Pandangan tersebut disampaikan langsung oleh pelatih Timnas Singapura, Tatsuma Yoshida. Ia melihat komposisi tim di Grup A Piala AFF 2026 sangat berimbang, sehingga setiap poin akan sangat berharga untuk meraih tiket semifinal.

“Di Grup A, setiap pertandingan adalah final. Tidak ada laga mudah,” kata Tatsuma Yoshida.

Grup A Piala AFF 2026 dihuni oleh lima tim, yakni Singapura, Kamboja, Indonesia, Vietnam, dan Timor Leste. Indonesia dan Vietnam digadang-gadang sebagai unggulan utama yang diprediksi akan bersaing ketat memperebutkan posisi puncak. Timnas Indonesia sendiri mengincar gelar juara perdana setelah enam kali menjadi runner-up.

Kamboja, yang mengandalkan generasi muda, akan menjadi lawan pertama Singapura, sedangkan Timor Leste berstatus underdog dengan pengalaman minim di level AFF. Meskipun demikian, dalam ajang seperti Federasi Sepak Bola ASEAN, kejutan bisa datang dari tim mana saja, termasuk di Grup A Piala AFF 2026 ini.

Indonesia sendiri dijadwalkan memulai petualangannya pada 27 Juli melawan Kamboja.
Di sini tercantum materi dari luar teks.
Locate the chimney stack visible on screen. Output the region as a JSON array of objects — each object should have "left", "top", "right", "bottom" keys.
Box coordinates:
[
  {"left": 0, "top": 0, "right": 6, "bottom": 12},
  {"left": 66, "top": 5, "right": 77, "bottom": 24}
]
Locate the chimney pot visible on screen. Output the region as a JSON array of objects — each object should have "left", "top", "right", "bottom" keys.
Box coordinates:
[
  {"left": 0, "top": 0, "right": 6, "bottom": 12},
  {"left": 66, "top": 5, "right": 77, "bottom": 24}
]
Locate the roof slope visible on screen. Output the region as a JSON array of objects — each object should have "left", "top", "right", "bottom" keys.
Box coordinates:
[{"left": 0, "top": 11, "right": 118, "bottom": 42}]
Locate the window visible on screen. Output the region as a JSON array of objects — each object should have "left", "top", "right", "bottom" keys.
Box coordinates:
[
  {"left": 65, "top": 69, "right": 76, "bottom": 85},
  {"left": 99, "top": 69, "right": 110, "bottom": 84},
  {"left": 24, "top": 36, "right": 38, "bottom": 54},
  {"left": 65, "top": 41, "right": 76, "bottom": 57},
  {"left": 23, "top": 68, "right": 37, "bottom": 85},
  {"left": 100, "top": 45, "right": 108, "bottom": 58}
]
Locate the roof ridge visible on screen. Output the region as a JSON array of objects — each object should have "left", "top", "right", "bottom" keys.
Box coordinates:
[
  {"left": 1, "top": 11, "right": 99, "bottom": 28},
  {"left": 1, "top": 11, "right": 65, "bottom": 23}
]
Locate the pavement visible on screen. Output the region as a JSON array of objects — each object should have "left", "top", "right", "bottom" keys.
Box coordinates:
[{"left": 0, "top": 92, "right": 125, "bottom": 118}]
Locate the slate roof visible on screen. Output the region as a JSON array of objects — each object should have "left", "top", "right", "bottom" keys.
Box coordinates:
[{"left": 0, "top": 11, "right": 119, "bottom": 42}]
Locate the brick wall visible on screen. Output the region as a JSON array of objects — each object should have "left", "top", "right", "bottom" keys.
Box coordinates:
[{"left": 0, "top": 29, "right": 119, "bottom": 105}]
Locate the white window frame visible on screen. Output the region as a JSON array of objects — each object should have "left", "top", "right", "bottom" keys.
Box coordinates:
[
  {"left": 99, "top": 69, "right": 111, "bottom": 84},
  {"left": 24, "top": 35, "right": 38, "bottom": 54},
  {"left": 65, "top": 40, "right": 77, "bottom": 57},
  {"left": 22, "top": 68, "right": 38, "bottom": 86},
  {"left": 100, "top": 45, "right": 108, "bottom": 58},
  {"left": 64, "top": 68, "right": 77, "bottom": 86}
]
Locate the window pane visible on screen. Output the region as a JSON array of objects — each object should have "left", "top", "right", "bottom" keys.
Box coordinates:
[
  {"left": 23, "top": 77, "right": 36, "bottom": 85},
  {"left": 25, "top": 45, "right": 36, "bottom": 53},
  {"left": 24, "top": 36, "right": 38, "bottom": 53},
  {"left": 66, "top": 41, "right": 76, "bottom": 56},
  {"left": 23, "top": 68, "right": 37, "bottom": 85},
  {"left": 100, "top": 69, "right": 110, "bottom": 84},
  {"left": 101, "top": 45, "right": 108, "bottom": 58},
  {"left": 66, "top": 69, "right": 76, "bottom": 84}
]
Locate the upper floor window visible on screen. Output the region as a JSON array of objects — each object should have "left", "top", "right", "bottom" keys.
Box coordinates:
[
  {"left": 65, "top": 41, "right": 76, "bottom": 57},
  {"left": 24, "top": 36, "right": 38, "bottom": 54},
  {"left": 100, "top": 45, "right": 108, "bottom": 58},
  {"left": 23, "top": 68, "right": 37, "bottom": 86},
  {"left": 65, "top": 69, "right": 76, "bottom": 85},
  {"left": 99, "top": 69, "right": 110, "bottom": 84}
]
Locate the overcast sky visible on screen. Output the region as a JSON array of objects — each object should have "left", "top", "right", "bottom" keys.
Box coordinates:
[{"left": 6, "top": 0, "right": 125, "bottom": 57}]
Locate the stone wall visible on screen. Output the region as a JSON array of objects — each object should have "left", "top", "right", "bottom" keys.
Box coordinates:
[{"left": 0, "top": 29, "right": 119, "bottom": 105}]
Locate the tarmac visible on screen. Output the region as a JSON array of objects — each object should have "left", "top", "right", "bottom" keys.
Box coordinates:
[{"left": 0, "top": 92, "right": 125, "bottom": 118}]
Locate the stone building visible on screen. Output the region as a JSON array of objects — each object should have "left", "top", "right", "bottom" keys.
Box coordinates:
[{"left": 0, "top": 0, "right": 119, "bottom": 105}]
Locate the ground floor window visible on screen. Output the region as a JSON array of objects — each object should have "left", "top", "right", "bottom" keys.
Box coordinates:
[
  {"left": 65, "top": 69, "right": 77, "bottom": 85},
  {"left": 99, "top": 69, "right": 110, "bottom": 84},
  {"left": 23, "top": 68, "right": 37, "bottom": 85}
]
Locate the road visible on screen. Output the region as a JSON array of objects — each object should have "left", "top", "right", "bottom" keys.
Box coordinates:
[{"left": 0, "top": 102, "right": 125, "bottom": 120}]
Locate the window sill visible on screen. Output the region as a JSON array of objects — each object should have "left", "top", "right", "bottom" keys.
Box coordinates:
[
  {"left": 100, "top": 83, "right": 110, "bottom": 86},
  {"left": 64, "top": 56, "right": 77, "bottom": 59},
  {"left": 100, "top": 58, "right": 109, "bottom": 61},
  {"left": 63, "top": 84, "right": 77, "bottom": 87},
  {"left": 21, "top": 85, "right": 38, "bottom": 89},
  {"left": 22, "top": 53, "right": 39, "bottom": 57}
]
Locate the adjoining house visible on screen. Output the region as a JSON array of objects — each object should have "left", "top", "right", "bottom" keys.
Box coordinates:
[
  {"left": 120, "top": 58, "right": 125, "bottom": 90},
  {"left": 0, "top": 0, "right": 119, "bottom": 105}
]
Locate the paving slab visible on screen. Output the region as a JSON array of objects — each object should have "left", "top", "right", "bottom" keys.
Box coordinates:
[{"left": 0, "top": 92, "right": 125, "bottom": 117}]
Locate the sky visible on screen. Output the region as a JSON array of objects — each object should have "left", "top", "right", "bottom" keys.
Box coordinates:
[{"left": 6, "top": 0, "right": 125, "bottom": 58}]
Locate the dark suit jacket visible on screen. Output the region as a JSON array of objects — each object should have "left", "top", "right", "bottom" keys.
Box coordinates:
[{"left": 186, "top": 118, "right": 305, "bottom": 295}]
Sementara itu, laga yang paling dinantikan di Grup A Piala AFF 2026 adalah pertemuan antara Vietnam dan Indonesia pada 3 Agustus, yang disebut-sebut sebagai ‘final dini’ karena potensi penentuan juara grup.

Antusiasme tinggi terhadap turnamen ini terlihat dari penjualan tiket laga pembuka antara Kamboja dan Singapura yang telah terjual habis. Ini menandakan bahwa atmosfer persaingan di Grup A Piala AFF 2026 sudah terasa bahkan sebelum peluit pertama ditiup.